I'm not sure why, but I keep waking up really early. Maybe because I keep going to sleep early. The Percocet isn't having the desired "knock me out every time I take it" effect, but when it gets close to the evening it starts to. I fell asleep mid-text last night.
When I woke up yesterday I could feel that my foot had started to swell - I guess from going so long without ice. I was also started to get feeling back from my heel up to my arch and it wasn't good. The drugs and ice were helping with that until I decided I needed to bathe last night. I think all the activity - and the anesthesia continuing to wear off - made it hurt again. (Sitting in the bathtub with one foot hanging out the side isn't as comfortable as it may sound.) When I went to sleep last night I could distinctively feel my second and third toes when they were touched, but nothing on the first one (can't get to the others). I've managed to use the desk chair as a wheel chair which keep the weight off my foot (and keeps everyone around me amused).
All in all I've been doing very well. My mama is feeding me so well. Grits, eggs, and cheese for breakfast. Homemade minestrone soup and rolls for lunch. Southwest chili, cornbread, and salad for supper. If you're ever going to be an invalid I highly recommend my parents' house. Plus she's good company (and my daddy when he's home).
Jonathan came over in the afternoon to amuse me, though we mostly sat here on laptops next to each other. He babysits so my mom can go do her errands :-) My flowers are continuing to open up more and more every day.

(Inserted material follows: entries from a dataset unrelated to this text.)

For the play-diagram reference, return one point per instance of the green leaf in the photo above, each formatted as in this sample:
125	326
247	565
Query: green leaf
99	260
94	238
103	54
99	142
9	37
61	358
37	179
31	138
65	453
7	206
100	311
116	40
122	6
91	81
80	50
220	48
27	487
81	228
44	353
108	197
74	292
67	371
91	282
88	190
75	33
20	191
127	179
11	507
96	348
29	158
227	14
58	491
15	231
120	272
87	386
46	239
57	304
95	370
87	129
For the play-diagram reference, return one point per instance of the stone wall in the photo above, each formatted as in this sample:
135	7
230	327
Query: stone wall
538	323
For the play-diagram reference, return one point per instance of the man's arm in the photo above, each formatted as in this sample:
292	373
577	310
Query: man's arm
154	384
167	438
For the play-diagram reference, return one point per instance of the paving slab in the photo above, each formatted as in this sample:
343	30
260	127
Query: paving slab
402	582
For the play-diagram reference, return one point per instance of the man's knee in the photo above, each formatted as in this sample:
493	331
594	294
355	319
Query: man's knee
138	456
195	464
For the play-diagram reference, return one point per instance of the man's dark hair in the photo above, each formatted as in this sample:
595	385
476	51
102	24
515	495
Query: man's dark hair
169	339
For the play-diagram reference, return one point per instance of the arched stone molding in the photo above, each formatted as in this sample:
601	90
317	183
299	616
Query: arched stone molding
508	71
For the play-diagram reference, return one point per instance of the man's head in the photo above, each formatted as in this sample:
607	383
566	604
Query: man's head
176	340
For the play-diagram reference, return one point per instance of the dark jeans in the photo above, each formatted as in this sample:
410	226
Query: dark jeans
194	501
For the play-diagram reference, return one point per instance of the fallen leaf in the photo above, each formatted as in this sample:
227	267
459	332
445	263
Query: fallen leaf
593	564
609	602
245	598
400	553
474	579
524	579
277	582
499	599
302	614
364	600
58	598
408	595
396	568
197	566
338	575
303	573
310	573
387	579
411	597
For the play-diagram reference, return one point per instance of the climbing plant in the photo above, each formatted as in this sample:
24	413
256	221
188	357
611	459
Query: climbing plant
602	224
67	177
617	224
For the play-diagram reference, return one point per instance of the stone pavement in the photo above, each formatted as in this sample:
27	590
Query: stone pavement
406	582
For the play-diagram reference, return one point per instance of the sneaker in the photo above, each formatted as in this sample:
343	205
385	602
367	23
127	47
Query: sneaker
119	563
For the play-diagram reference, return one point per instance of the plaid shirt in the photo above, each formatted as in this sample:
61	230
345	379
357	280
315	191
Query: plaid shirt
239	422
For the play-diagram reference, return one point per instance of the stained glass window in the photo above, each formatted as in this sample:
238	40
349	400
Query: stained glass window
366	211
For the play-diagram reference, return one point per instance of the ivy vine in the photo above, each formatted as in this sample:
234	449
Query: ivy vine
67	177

They're roses, lilies, and astromelia all in shades of yellows, oranges, and some dark pinks here and there. Pretty much as close to an indoor sunset as you'll ever see. He hung around until I started to drool on his shoulder ;-).
Tanya and Charity are coming to visit me today, and maybe Jersey later. I have to say, this is exactly what I needed. I do look forward to when bathing and going to the restroom aren't such a mission and when my foot doesn't have to be above my heart all the time, and I hope the pain stays under control, but all in all, life is good right now.